Issue Fixed Your PHP installation appears to be missing the MySQL extension which is required by WordPress
To fix this issue, the MySQL extension for PHP needs to be installed and enabled. The specific steps to do this will vary depending on your system, but generally, you can follow these steps:
1. Check if the MySQL extension is already installed by running the command “php -m | grep mysql” in the terminal. If you see “mysql” or “mysqli” in the output, it’s already installed.
2. If the MySQL extension is not installed, install it using the package manager for your system. For example, on Ubuntu, you would run the command “sudo apt-get install php-mysql” in the terminal.
3. Once the extension is installed, you need to enable it in the PHP configuration file. The location of this file will vary based on your system, but it’s typically called “php.ini” and can be found in the “conf.d” or “php” directory.

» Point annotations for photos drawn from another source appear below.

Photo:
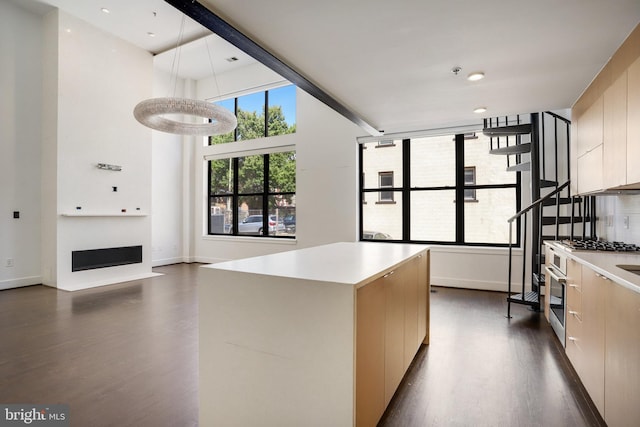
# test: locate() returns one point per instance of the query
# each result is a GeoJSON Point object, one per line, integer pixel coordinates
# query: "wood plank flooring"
{"type": "Point", "coordinates": [127, 355]}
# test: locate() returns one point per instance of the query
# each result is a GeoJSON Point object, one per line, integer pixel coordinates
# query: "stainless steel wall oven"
{"type": "Point", "coordinates": [556, 269]}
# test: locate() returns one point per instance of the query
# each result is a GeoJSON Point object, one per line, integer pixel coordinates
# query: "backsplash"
{"type": "Point", "coordinates": [619, 218]}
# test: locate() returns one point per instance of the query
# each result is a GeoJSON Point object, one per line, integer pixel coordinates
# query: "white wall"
{"type": "Point", "coordinates": [612, 211]}
{"type": "Point", "coordinates": [20, 134]}
{"type": "Point", "coordinates": [100, 79]}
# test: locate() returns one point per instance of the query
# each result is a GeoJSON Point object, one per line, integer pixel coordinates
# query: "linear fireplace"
{"type": "Point", "coordinates": [108, 257]}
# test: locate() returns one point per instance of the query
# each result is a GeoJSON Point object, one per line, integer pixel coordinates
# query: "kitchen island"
{"type": "Point", "coordinates": [319, 336]}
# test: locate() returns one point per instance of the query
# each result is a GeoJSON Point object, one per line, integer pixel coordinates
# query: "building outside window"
{"type": "Point", "coordinates": [255, 194]}
{"type": "Point", "coordinates": [430, 206]}
{"type": "Point", "coordinates": [385, 180]}
{"type": "Point", "coordinates": [469, 180]}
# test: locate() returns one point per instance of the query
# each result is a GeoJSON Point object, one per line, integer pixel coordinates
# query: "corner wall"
{"type": "Point", "coordinates": [21, 50]}
{"type": "Point", "coordinates": [99, 80]}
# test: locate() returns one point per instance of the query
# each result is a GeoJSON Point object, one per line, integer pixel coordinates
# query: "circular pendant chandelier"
{"type": "Point", "coordinates": [150, 113]}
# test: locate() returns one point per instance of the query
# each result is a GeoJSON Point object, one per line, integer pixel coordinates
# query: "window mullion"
{"type": "Point", "coordinates": [265, 196]}
{"type": "Point", "coordinates": [406, 190]}
{"type": "Point", "coordinates": [459, 188]}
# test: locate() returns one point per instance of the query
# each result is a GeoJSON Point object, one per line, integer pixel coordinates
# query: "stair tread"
{"type": "Point", "coordinates": [563, 201]}
{"type": "Point", "coordinates": [551, 220]}
{"type": "Point", "coordinates": [509, 130]}
{"type": "Point", "coordinates": [513, 149]}
{"type": "Point", "coordinates": [546, 183]}
{"type": "Point", "coordinates": [519, 167]}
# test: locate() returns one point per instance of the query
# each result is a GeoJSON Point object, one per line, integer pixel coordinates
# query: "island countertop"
{"type": "Point", "coordinates": [350, 263]}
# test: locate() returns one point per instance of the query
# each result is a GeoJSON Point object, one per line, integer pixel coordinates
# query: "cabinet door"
{"type": "Point", "coordinates": [633, 123]}
{"type": "Point", "coordinates": [590, 127]}
{"type": "Point", "coordinates": [370, 334]}
{"type": "Point", "coordinates": [615, 133]}
{"type": "Point", "coordinates": [590, 173]}
{"type": "Point", "coordinates": [591, 342]}
{"type": "Point", "coordinates": [622, 357]}
{"type": "Point", "coordinates": [423, 297]}
{"type": "Point", "coordinates": [394, 332]}
{"type": "Point", "coordinates": [411, 303]}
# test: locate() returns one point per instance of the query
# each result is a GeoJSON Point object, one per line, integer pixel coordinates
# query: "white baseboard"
{"type": "Point", "coordinates": [20, 282]}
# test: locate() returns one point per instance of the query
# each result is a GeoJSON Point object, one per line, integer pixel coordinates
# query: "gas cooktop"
{"type": "Point", "coordinates": [600, 245]}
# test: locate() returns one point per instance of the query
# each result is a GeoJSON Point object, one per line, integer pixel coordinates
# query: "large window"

4. Open the php.ini file in a text editor and search for “extension=mysql”. Uncomment this line by removing the semicolon in front of it.
5. Save the php.ini file and restart the Apache server or PHP-FPM service, depending on your setup.
6. Verify that the MySQL extension is now enabled by running “php -m | grep mysql” again in the terminal. You should see “mysql” or “mysqli” in the output.
Once the MySQL extension is installed and enabled, your PHP scripts that use MySQL should work correctly. As an AI language model, I cannot validate the settings and configurations of your system. However, if the MySQL extension has been installed and enabled properly in your server environment, it should allow PHP scripts to connect to MySQL databases and execute queries without any issues. It is recommended to verify the connection and the correct syntax of your code to ensure it is functioning as intended. It is advisable to authenticate both the linkage and proper syntax of your code to guarantee its desired performance.